The patient diagnosed with ``foreign language-like accent syndrome'' in the paper published this time is a 50-year-old Italian woman at the time of writing the article, and her native language is Italian. However, one day he suddenly had difficulty speaking and writing, and after five minutes of slurred speech, he went to the emergency room.

The doctor then noticed that the woman was speaking with an unfamiliar accent. The woman began learning English at school when she was 10 years old, and later acquired English through work in an English-speaking country, but the change was reflected in both Italian and English.

Specifically, it is said that ' Canadian raising ', which is characterized by the pronunciation of diphthongs such as 'ou' of 'house' and 'about', was seen. A Canadian colleague, who has worked with women in the workplace for 20 years, testified to the doctor that this accent is unique to Canada.

As mentioned above, these symptoms can also be caused by head trauma or brain disease, so doctors performed several scans of the woman's brain, but there were no signs of brain damage. . In addition, it was said that the woman had a positive reaction for the new coronavirus infection (COVID-19) a week before visiting the hospital, but it was negative at the time of the visit.

Because the cause could not be determined by routine tests, researchers at the Carlo Vesta Neurological Institute in Milan conducted a thorough examination that combined brain scans with cognitive and psychiatric tests. Specifically, a test was conducted to examine brain activity during a task that activates the parts of the brain involved in speech production and language processing in both Italian and English. matter.

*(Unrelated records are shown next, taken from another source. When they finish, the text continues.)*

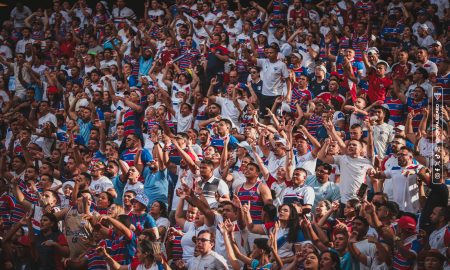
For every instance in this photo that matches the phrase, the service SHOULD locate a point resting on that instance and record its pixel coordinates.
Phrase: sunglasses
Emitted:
(203, 240)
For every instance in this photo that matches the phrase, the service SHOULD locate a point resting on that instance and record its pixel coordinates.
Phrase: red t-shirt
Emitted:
(378, 87)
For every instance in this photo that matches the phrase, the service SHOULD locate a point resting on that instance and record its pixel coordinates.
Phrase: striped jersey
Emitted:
(396, 109)
(122, 249)
(417, 107)
(95, 261)
(141, 222)
(252, 196)
(400, 262)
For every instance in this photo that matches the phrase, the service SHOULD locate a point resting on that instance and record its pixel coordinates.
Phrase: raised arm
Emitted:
(322, 155)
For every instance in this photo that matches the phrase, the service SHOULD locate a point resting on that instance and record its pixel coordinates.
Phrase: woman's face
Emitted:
(46, 223)
(191, 213)
(321, 209)
(102, 201)
(155, 209)
(68, 190)
(432, 263)
(199, 219)
(326, 262)
(311, 261)
(284, 213)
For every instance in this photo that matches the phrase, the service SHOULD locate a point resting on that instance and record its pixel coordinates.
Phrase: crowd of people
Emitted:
(215, 134)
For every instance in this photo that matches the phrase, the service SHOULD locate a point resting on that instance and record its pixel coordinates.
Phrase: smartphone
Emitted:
(362, 191)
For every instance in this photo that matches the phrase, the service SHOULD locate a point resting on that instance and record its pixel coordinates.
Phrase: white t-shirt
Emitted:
(273, 75)
(49, 117)
(184, 122)
(391, 162)
(137, 187)
(405, 191)
(426, 149)
(307, 162)
(222, 189)
(429, 66)
(229, 110)
(368, 250)
(382, 135)
(304, 194)
(188, 246)
(353, 174)
(437, 239)
(101, 185)
(273, 163)
(241, 237)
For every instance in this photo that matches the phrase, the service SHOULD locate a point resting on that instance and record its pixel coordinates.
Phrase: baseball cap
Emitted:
(437, 42)
(104, 66)
(324, 69)
(52, 90)
(68, 183)
(373, 50)
(407, 223)
(244, 144)
(299, 56)
(338, 116)
(282, 141)
(424, 26)
(142, 198)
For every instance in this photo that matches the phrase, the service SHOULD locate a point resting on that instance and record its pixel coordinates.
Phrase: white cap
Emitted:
(244, 144)
(424, 26)
(104, 66)
(323, 68)
(299, 56)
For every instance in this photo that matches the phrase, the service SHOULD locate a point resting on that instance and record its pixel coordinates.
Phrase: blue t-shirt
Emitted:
(156, 185)
(119, 187)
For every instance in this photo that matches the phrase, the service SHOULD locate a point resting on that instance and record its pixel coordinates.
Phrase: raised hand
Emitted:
(236, 201)
(229, 226)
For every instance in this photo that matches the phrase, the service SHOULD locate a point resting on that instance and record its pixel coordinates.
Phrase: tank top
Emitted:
(76, 228)
(256, 203)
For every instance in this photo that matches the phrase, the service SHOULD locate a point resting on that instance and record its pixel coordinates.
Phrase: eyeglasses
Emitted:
(203, 240)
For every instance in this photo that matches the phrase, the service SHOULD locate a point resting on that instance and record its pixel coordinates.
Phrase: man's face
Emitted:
(322, 174)
(379, 113)
(404, 158)
(44, 169)
(435, 216)
(359, 227)
(205, 171)
(349, 54)
(204, 243)
(203, 136)
(381, 70)
(354, 148)
(421, 55)
(130, 142)
(271, 54)
(112, 169)
(355, 133)
(127, 197)
(396, 144)
(340, 242)
(30, 174)
(228, 212)
(298, 177)
(251, 172)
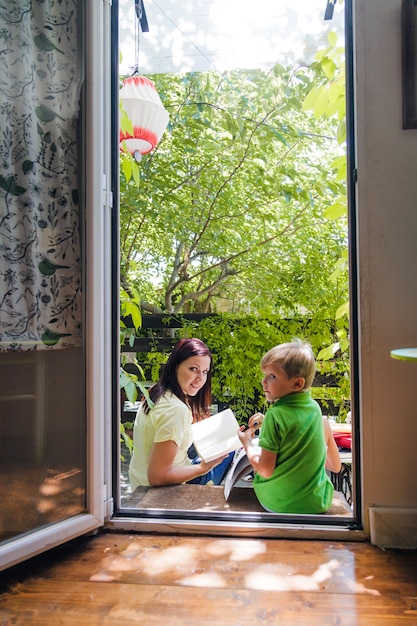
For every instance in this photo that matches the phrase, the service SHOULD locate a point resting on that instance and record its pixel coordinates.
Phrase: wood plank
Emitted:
(156, 579)
(91, 604)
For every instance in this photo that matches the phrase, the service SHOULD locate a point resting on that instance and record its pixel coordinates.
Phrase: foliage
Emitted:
(242, 208)
(238, 343)
(238, 193)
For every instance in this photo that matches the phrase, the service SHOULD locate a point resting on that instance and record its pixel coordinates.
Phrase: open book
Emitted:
(216, 435)
(238, 470)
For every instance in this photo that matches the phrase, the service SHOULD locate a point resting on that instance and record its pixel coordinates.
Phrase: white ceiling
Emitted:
(203, 35)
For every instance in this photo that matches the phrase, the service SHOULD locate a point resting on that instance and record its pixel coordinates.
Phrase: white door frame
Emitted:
(97, 297)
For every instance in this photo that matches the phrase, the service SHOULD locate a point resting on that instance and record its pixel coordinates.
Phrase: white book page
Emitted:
(216, 435)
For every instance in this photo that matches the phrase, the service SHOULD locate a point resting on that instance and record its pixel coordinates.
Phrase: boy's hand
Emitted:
(246, 436)
(256, 420)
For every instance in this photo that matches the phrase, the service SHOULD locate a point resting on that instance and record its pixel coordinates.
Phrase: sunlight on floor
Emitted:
(220, 559)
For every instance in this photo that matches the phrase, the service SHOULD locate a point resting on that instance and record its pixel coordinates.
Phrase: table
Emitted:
(404, 354)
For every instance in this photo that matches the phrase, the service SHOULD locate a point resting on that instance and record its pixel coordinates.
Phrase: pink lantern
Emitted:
(145, 110)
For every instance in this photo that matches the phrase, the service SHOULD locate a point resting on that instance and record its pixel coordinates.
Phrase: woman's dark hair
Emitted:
(184, 349)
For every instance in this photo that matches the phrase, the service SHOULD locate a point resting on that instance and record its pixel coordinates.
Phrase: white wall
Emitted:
(387, 220)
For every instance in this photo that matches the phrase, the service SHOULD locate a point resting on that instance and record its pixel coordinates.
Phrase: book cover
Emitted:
(238, 470)
(216, 435)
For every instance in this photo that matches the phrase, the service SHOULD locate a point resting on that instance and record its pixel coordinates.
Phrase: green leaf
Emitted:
(335, 211)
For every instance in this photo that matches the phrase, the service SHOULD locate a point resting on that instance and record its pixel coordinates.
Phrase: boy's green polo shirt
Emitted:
(293, 429)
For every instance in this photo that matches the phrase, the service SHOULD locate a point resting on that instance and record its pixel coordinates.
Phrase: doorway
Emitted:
(164, 510)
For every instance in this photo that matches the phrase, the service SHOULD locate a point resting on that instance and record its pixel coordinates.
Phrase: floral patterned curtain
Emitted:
(40, 249)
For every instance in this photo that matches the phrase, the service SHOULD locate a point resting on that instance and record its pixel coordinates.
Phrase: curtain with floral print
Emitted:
(40, 247)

However, no abnormalities were found in the brain after all, and the brain activity pattern was the same as that of a healthy bilingual adult. On the other hand, although the psychiatric test results were generally within the normal range, it was found that the level of anxiety was slightly higher. There was also a tendency for obsessive-

compulsive personality disorder, in which flexibility is impaired due to orderliness and perfectionism.

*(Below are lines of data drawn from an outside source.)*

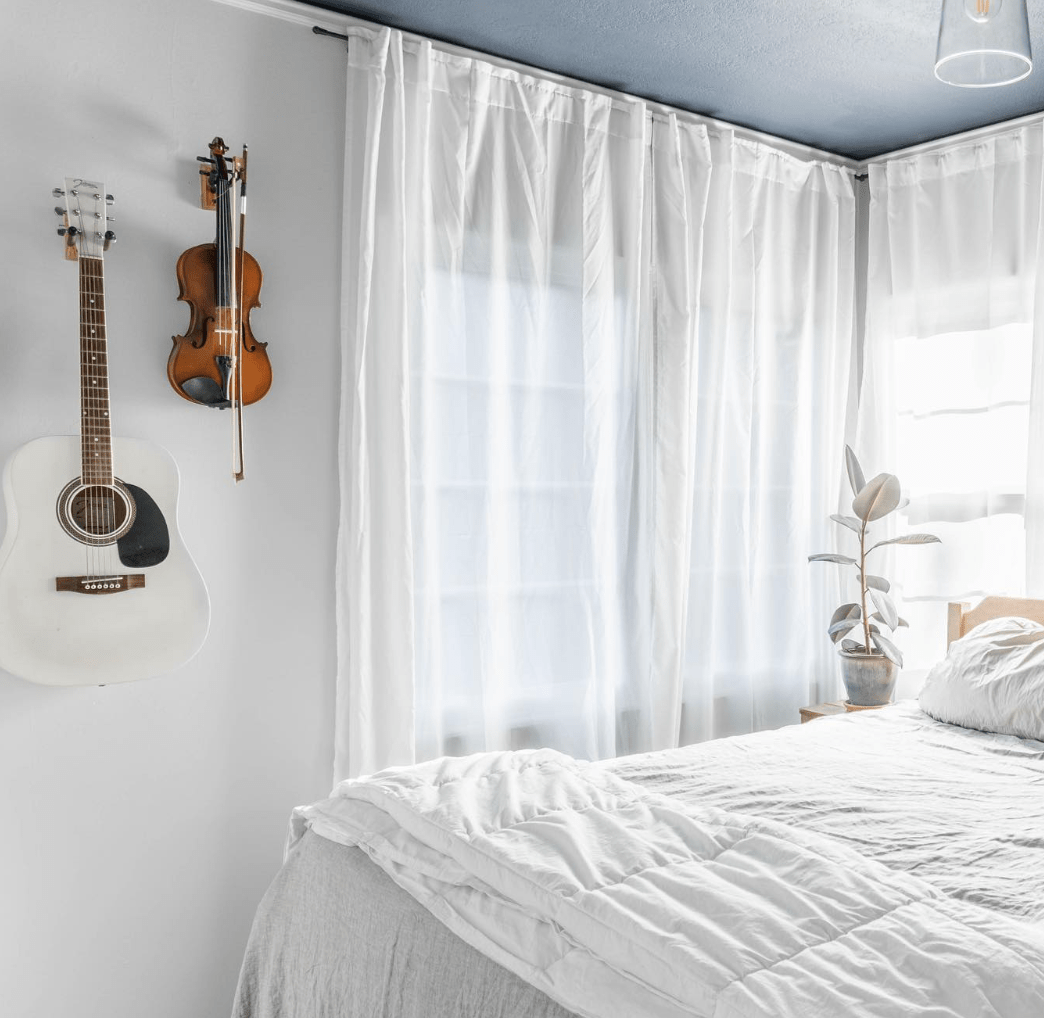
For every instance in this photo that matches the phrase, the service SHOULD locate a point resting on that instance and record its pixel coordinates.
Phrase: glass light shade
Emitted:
(982, 43)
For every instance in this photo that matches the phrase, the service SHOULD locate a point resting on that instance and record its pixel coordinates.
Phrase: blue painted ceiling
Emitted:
(850, 76)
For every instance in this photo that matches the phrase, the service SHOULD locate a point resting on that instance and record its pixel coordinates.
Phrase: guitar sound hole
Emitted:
(96, 511)
(96, 514)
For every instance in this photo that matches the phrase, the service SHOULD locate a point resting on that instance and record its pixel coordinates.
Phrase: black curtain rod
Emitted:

In the end, the cause of the woman's foreign accent syndrome could not be determined, but several hypotheses have been made based on the above test results. First, there was no brain damage or abnormal brain activity, so the cause may have been caused by psychological factors. Previous cases of foreign accent syndrome have also been associated with psychological and mental disorders such as schizophrenia, bipolar disorder, obsessive-compulsive disorder, anxiety disorders, depression, and post-traumatic stress disorder (PTSD). It is said that there are cases where a connection is pointed out.

Experts also point out that 'neurological factors' such as subtle lesions that do not appear in brain scans cannot be ruled out. For example, in COVID-19, a woman infected just before foreign language-like accent syndrome, a problem of `` brain fog, '' in which cognitive function declines as if the head is hazy due to damage to the brain, has been reported. I'm here.

In fact, it is known that there are at least two cases of foreign accent syndrome that have been linked to COVID-19. In the first case from Italy , the patient was a 48-year-old woman who developed a phonological change in her pronunciation that sounded like a different regional accent after being treated in an intensive care unit for COVID-19. In the second case in Japan , the patient recovered from COVID-19 and was discharged from the hospital the day after because he had difficulty speaking and was transported again. I am an 85 year old woman.

The woman in our case had a Canadian accent even after discharge from the hospital, and 8 months later, the results of the follow-up examination were the same as at the time of onset. However, the woman said, 'I can now adjust my accent when I'm talking to people I know,' the study's authors report.